Nonetheless, a week prior to Armenia’s parliamentary elections, a major breakthrough had, in fact, been achieved between the two conflicting states. This development has the potential to positively contribute to the emergence of a constructive environment for negotiations over other issues, including transportation projects and a settlement of the shared border. Namely, Yerevan handed over to Baku maps showing the location of 97,000 landmines that Armenian troops had laid in the territories of the formerly occupied Agdam district of Azerbaijan; in exchange, Baku released 15 Armenian detainees(Mfa.gov.az, June 12). These issues had been among the top concerns of the two sides since the establishment of the Russia-brokered ceasefire on November 9.

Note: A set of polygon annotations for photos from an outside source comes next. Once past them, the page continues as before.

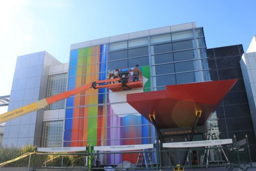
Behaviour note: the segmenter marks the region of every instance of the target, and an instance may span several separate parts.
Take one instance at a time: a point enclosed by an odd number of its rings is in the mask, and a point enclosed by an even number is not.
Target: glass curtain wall
[[[150,43],[154,90],[210,80],[202,29],[152,36]]]
[[[68,98],[64,146],[154,143],[153,125],[126,102],[126,94],[210,80],[206,48],[199,28],[72,50],[68,90],[105,80],[109,70],[131,69],[136,64],[144,87],[119,92],[90,89]],[[115,157],[108,156],[108,163],[130,159],[125,155]],[[136,163],[137,159],[133,158]]]
[[[66,91],[68,73],[49,75],[46,98],[52,97]],[[65,106],[65,99],[61,100],[48,105],[46,110],[63,109]]]
[[[44,122],[42,147],[59,147],[62,144],[63,121]]]

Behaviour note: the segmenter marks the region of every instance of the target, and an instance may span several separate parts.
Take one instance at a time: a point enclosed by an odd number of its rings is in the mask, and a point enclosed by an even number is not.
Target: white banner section
[[[93,149],[97,151],[125,151],[135,150],[141,149],[152,148],[154,148],[153,144],[113,146],[97,146],[94,147]]]
[[[185,141],[175,143],[163,143],[163,147],[184,148],[196,147],[206,146],[215,146],[222,144],[231,144],[232,139],[214,140],[197,141]]]
[[[37,151],[50,153],[80,151],[87,150],[86,148],[87,147],[37,148]]]

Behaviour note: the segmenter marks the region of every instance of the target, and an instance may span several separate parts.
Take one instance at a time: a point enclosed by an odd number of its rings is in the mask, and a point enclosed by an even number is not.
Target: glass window
[[[46,98],[64,92],[66,90],[67,73],[49,75]],[[61,100],[46,107],[46,110],[63,109],[65,106],[65,99]]]
[[[147,55],[148,55],[148,46],[128,49],[128,58],[141,56]]]
[[[201,60],[202,64],[202,68],[203,69],[209,69],[209,63],[208,63],[208,59]]]
[[[166,89],[166,87],[165,86],[153,88],[153,91],[164,90]]]
[[[70,67],[74,67],[77,65],[77,58],[71,59],[70,62]]]
[[[152,67],[153,75],[162,75],[175,72],[174,64],[156,65]]]
[[[202,28],[195,29],[195,32],[196,37],[204,36],[204,31],[203,30]]]
[[[127,50],[115,51],[109,53],[109,61],[127,59],[128,52]]]
[[[128,66],[129,68],[135,67],[136,64],[138,64],[140,66],[150,65],[148,56],[132,58],[128,60]]]
[[[199,59],[207,58],[206,48],[201,48],[198,49],[198,55]]]
[[[197,39],[197,45],[198,47],[206,47],[205,41],[204,37]]]
[[[127,41],[114,43],[109,44],[109,51],[125,49],[128,47]]]
[[[136,46],[140,46],[147,45],[148,44],[147,37],[128,41],[128,47],[133,47]]]
[[[76,75],[76,68],[71,68],[69,69],[69,77],[74,77]]]
[[[110,62],[108,64],[108,68],[110,69],[116,69],[117,68],[127,68],[128,60],[119,60]]]
[[[194,34],[193,30],[172,33],[172,39],[173,40],[173,41],[193,37]]]
[[[173,51],[172,43],[164,43],[151,46],[151,54],[169,52]]]
[[[195,50],[182,51],[174,53],[174,61],[195,60],[197,58]]]
[[[175,74],[153,77],[152,80],[154,87],[176,84]]]
[[[62,146],[63,121],[44,122],[42,147]]]
[[[174,62],[173,53],[162,53],[151,56],[152,65],[167,63]]]
[[[210,70],[206,70],[203,71],[203,74],[204,75],[204,81],[211,81]]]
[[[158,43],[170,42],[171,41],[172,38],[170,37],[170,33],[155,35],[150,37],[150,43],[152,44]]]
[[[173,48],[174,51],[194,49],[195,48],[195,41],[194,40],[188,40],[173,42]]]
[[[176,74],[177,84],[184,84],[200,82],[199,72],[190,72]]]
[[[197,60],[182,62],[175,63],[175,72],[182,72],[198,70],[198,62]]]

The breakthrough came as a big surprise for most observers as Armenia had previously, at various official levels, denied the existence of any such minefield maps when presented with repeated Azerbaijani demands to see them (EurasiaNet, June 11). Following the recent swap, however, Armenian Prime Minister Nikol Pashinian admitted that the maps provided to Baku represented only a tiny fraction of such charts owned by Yerevan (TASS, June 13). He also expressed hope that this constructive cooperation would continue—although he specifically refused to call what transpired an “exchange of maps for detainees” (Hetq.am, June 12).
This swap was possible thanks to the mediation of the United States and Georgia (see EDM, June 14), and as such, it represented the first major development between Armenia and Azerbaijan with no Russian involvement since the end of last year’s 44-day war. That said, there is little to no chance the West can continue to play an impactful mediating role between the two conflicting sides. In the aftermath of the parliamentary elections in Armenia, Moscow will do all it can to preserve its position as primary mediator in the post-war negotiations between Baku and Yerevan, including over key issues like the unblocking of regional transportation routes and border delimitation.